Michael Reagan, the conservative son of former President Ronald Reagan, announced he would not vote for Trump. “My father would not vote for Donald Trump and he may even say, ‘I didn’t leave the party. The party left me.’”
Then in Iowa, State Sen. David Johnson, a lifelong Republican, changed his voter registration to “no party.” Johnson, one of the senior members of the Iowa Senate, says he has left the Republican Party due to “the racist remarks and judicial jihad” by Trump.
U.S. Sen. Mark Kirk of Illinois also announced he will not back Trump this fall.
“It is absolutely essential that we are guided by a commander-in-chief with a responsible and proper temperament, discretion and judgment,” said Kirk. “Our President must be fit to command the most powerful military the world has ever seen, including an arsenal of thousands of nuclear weapons. After much consideration, I have concluded that Donald Trump has not demonstrated the temperament necessary to assume the greatest office in the world.”
Kirk follows U.S. Sen. Ben Sasse of Nebraska, who is leading the GOP “never Trump” movement, in refusing to support the nominee.
In Ohio, the key battleground state for Republicans in presidential elections, both GOP Gov. John Kasich and Sen. Rob Portman have not endorsed Trump.
Kasich said yesterday that Trump owes Judge Curiel an apology. Portman says he plans to skip the national convention in his own state to concentrate on his own campaign events.

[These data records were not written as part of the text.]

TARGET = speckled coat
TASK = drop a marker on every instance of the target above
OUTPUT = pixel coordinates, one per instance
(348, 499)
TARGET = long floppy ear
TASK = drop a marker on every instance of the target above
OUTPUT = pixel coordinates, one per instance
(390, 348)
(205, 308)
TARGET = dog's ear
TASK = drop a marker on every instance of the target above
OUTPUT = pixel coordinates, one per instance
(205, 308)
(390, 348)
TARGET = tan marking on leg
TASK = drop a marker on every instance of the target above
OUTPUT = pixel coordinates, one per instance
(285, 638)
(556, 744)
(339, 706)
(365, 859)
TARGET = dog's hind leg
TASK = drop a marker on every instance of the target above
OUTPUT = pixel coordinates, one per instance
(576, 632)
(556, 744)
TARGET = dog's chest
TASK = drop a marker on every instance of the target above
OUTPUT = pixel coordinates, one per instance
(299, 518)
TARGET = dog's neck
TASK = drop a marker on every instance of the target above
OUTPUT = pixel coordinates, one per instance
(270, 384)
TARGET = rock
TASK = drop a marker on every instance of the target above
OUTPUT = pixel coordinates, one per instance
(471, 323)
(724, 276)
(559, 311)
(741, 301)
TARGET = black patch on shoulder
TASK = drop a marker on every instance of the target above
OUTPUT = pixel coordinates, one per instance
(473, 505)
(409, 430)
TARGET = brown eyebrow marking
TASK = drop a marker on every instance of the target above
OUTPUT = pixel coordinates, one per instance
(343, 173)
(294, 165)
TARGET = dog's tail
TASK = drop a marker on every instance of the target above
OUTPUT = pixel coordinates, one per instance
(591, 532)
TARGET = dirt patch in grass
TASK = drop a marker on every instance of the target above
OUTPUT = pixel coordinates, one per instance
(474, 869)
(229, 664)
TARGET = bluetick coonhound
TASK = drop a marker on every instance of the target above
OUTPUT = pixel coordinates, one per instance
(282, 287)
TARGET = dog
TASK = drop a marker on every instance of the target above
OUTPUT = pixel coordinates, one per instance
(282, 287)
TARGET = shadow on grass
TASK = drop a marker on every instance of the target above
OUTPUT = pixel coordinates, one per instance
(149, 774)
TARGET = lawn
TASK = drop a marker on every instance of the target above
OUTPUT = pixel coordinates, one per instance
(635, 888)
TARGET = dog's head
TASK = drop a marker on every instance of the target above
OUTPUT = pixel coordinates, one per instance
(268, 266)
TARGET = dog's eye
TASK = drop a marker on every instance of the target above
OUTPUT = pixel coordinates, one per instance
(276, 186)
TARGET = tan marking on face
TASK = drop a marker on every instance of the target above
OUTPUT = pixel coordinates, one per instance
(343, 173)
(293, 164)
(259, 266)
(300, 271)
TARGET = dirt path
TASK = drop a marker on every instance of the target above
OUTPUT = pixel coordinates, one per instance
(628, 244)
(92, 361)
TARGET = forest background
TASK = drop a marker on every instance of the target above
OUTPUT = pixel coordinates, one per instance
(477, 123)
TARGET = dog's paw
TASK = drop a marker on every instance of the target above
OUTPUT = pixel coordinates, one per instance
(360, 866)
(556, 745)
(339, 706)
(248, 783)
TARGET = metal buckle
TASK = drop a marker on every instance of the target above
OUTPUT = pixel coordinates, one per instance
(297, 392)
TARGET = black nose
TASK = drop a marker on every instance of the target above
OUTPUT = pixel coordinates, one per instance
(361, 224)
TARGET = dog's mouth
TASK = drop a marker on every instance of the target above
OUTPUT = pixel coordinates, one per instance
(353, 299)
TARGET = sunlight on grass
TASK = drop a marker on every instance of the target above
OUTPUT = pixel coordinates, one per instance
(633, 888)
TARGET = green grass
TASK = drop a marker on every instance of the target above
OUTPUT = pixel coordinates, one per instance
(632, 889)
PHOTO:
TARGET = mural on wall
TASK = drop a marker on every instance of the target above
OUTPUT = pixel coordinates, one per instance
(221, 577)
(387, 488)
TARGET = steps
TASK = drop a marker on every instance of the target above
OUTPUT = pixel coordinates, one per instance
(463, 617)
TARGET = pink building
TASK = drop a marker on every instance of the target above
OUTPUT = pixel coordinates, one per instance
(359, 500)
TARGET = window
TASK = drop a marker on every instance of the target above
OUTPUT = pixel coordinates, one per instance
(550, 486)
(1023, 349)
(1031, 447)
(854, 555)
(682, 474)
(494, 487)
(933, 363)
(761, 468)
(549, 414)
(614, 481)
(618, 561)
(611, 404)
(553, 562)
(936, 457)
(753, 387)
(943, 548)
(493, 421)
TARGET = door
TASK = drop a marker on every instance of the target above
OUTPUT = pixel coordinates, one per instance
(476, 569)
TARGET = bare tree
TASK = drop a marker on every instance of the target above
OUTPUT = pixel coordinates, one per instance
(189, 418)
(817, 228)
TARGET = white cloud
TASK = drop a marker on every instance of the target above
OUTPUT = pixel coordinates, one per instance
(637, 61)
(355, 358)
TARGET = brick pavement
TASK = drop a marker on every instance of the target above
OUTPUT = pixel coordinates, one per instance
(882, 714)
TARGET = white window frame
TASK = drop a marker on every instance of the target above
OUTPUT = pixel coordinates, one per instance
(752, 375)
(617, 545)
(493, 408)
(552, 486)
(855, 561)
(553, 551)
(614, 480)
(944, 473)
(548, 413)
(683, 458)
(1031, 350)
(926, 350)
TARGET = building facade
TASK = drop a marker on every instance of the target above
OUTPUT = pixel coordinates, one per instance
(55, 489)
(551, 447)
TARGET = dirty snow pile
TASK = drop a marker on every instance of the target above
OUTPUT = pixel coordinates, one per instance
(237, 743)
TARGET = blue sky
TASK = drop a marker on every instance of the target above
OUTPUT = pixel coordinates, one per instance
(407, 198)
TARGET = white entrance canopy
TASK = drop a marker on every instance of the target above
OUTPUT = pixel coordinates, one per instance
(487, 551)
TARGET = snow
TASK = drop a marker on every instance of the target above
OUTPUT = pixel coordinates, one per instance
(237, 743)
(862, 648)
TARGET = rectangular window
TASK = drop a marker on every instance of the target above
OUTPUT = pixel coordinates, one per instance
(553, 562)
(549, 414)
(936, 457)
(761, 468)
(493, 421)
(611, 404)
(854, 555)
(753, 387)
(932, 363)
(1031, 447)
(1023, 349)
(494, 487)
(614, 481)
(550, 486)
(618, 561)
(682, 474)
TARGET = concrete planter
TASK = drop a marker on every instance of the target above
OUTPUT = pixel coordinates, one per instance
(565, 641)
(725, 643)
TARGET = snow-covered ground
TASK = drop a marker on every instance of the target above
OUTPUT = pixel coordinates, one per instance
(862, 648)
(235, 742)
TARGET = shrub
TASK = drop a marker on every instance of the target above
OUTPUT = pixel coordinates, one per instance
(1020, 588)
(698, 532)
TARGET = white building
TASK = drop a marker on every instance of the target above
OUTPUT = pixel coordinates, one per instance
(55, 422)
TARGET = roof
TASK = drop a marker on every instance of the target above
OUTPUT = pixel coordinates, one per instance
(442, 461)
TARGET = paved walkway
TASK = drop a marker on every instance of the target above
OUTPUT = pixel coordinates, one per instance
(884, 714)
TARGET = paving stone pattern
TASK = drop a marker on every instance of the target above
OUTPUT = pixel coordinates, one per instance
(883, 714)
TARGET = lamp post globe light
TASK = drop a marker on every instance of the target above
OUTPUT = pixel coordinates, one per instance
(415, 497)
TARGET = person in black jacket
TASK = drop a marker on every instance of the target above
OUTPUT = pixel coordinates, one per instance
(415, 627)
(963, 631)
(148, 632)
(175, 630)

U.S. Sen. Marco Rubio said late today he will not act as a surrogate for Trump nor speak on his behalf.
In Nevada, another swing state, Gov. Brian Sandoval said he is reconsidering voting for Trump after his attack on the Hispanic judge.
“I support the Republican Party and will continue to help elect strong Republican leaders in Nevada but at this time I cannot say I will definitely vote for Mr. Trump,” said Sandoval.
Mitt Romney, the 2012 Republican presidential nominee, has called Trump “a phony, a con man and a fraud.” There is growing pressure on him to enter the presidential race as an independent candidate.
Not since Barry Goldwater in 1964 has there been a nominee who has so deeply split the Republican Party. As the presumptive nominee Trump should be gaining support from party members leading up to the convention, but there is a continuing and steady drip away from his campaign.